TITLE: Calculating NDVI from Sentinel 2 images for Bicuar National
Park
DATE: 2018-11-20
AUTHOR: John L. Godlee
====================================================================


I recently ventured into trying to make sense of sentinel 2 data,
multispectral remote sensing imagery. I wanted to calculate NDVI
for Bicuar National Park, so I could see whether it's possible to
identify areas of miombo woodland within the park using variation
in the NDVI, which you would expect is higher in woodland and lower
in grassland.

I got some cloud free images for the area covering Bicuar and wrote
a Python script which calculates NDVI, from the red band and near
infra-red band:

   # Import libraries
   import glob
   import gdal
   import os
   import fnmatch
   import re
   import cv2

   # Define a function to find files given a pattern
   def find(pattern, path):
       result = []
       for root, dirs, files in os.walk(path):
           for name in files:
               if fnmatch.fnmatch(name, pattern):
                   result.append(os.path.join(root, name))
       return result

   # Set working directory for images
   rootdir = '/sentinel_bicuar'
   os.chdir(rootdir)

   # Create a list of folders
   folders = next(os.walk(os.getcwd()))[1]

   # Loop through each folder in turn
   for i in folders:
     # Set input directory
     in_dir =  rootdir +  '/' + i

     # Search directory for desired bands
     red_file = find('*B04.jp2', in_dir)[0]
     print("Processing: " + red_file)
     nir_file = find('*B08.jp2', in_dir)[0]

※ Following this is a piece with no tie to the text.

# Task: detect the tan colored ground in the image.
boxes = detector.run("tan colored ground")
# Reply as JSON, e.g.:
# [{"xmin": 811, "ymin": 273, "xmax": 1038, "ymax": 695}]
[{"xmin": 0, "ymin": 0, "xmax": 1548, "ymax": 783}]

     # Open each band using gdal
     red_link = gdal.Open(red_file)
     nir_link = gdal.Open(nir_file)

     # Store as an array
     red_array = red_link.GetRasterBand(1).ReadAsArray() * 0.0001
     nir_array = nir_link.GetRasterBand(1).ReadAsArray() * 0.0001

     # Create a mask filled with zeroes
     mask = red_array == 0.

     # Calculate NDVI
     ndvi2 = (nir_array - red_array) / (nir_array + red_array)

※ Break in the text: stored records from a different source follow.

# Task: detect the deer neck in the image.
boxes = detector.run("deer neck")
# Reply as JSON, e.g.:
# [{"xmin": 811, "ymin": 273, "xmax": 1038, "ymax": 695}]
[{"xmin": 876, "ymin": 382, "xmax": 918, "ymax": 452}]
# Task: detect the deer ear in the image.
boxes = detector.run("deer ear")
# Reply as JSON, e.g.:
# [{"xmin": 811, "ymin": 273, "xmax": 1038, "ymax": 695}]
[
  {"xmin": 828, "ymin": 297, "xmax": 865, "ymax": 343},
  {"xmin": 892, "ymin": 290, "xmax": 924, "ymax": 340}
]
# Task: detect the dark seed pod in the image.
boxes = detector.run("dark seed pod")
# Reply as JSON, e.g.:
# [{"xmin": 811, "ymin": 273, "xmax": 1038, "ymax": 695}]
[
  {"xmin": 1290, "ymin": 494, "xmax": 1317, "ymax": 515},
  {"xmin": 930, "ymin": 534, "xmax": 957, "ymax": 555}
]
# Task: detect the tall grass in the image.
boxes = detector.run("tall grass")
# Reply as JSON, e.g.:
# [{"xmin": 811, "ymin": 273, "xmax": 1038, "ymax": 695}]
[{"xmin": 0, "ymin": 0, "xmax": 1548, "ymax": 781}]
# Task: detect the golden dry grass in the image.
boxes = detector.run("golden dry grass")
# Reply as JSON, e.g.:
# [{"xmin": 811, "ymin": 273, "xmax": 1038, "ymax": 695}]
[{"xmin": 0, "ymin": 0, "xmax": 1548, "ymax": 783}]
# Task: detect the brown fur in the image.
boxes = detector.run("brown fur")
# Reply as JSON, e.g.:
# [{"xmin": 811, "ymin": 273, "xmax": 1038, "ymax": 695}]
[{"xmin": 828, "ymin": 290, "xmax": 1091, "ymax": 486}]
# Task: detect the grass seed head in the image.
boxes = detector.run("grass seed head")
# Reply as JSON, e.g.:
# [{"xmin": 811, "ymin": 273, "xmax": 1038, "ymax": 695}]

     # Set mask values back to 0
     ndvi2[mask] = 0.

     # Create output filename based on input name
     out_string_a = re.search('A004323_(.*)/IMG_DATA',
red_file).group(1)
     out_string_b = re.search('IMG_DATA/(.*)_B04.',
red_file).group(1)
     out_file = rootdir + '/' + out_string_a + '_' + out_string_b
+ '_NDVI.tif'
     print('Creating file: ' + out_file)

     # Get dimensions
     x_pixels = ndvi2.shape[0] # number of pixels in x
     y_pixels = ndvi2.shape[1] # number of pixels in y

     # Set up output GeoTIFF
     driver = gdal.GetDriverByName('GTiff')

     # Create driver using output filename, x and y pixels, # of
bands, and datatype
     ndvi_data = driver.Create(out_file,x_pixels, y_pixels, 1,
gdal.GDT_Float32)

     # Set nodata value
     ndvi_data.GetRasterBand(1).SetNoDataValue(0.)

     # Set NDVI array as the 1 output raster band
     ndvi_data.GetRasterBand(1).WriteArray(ndvi2)

     # Setting up the coordinate reference system of the output
GeoTIFF
     geotrans=red_link.GetGeoTransform() # Grab input GeoTranform
information
     print(geotrans)
     proj=red_link.GetProjection() # Grab projection information
from input file

     # now set GeoTransform parameters and projection on the
output file
     ndvi_data.SetGeoTransform(geotrans)
     ndvi_data.SetProjection(proj)
     ndvi_data.FlushCache()
     ndvi_data=None

     print("DONE")

Then I use gdal to merge each of the resultant .tif files with an
NDVI band into a single file, then clip that file with the outline
of Bicuar National Park.

 [Bicuar National Park]:
https://www.protectedplanet.net/#thematic-areas

   #!/bin/bash

   echo "Merging tif files"

   gdal_merge.py -n 0 -a_nodata 0 *_NDVI.tif -o ndvi_merge_o.tif

   gdalwrap -t_srs '+proj=longlat +datum=WGS84' ndvi_merge_0.tif
ndvi_merge_0_longlat.tif

   gdalwarp -cutline
'bicuar_shp/WDPA_Mar2018_protected_area_350-shapefile-polygons.shp'
-crop_to_cutline -dstalpha ndvi_merge_0_longlat.tif
ndvi_merge_0_longlat_bicuar.tif

 ![Bicuar
NDVI](https://johngodlee.xyz/img_full/gdal_ndvi/bicuar_ndvi.png)

Then I can use an R script to look at the distribution of NDVI
across the park

   # Packages
   library(raster)
   library(rgdal)


   # Import data ----
   ndvi_tif_bicuar <- raster("ndvi_merge_0_longlat_bicuar.tif")

   ndvi_vec <- getValues(ndvi_tif_bicuar)

   hist(ndvi_vec, breaks = 100)

 ![Bicuar
histogram](https://johngodlee.xyz/img_full/gdal_ndvi/bicuar_hist.png
)

I can also experiment with plotting areas of the park within a
certain threshold of NDVI

   ndvi_thresh <- ndvi_tif_bicuar[ndvi_tif_bicuar < 0.6] <- NA

   plot(ndvi_thresh)

 ![Bicuar
NDVI](https://johngodlee.xyz/img_full/gdal_ndvi/bicuar_ndvi_0.5.png)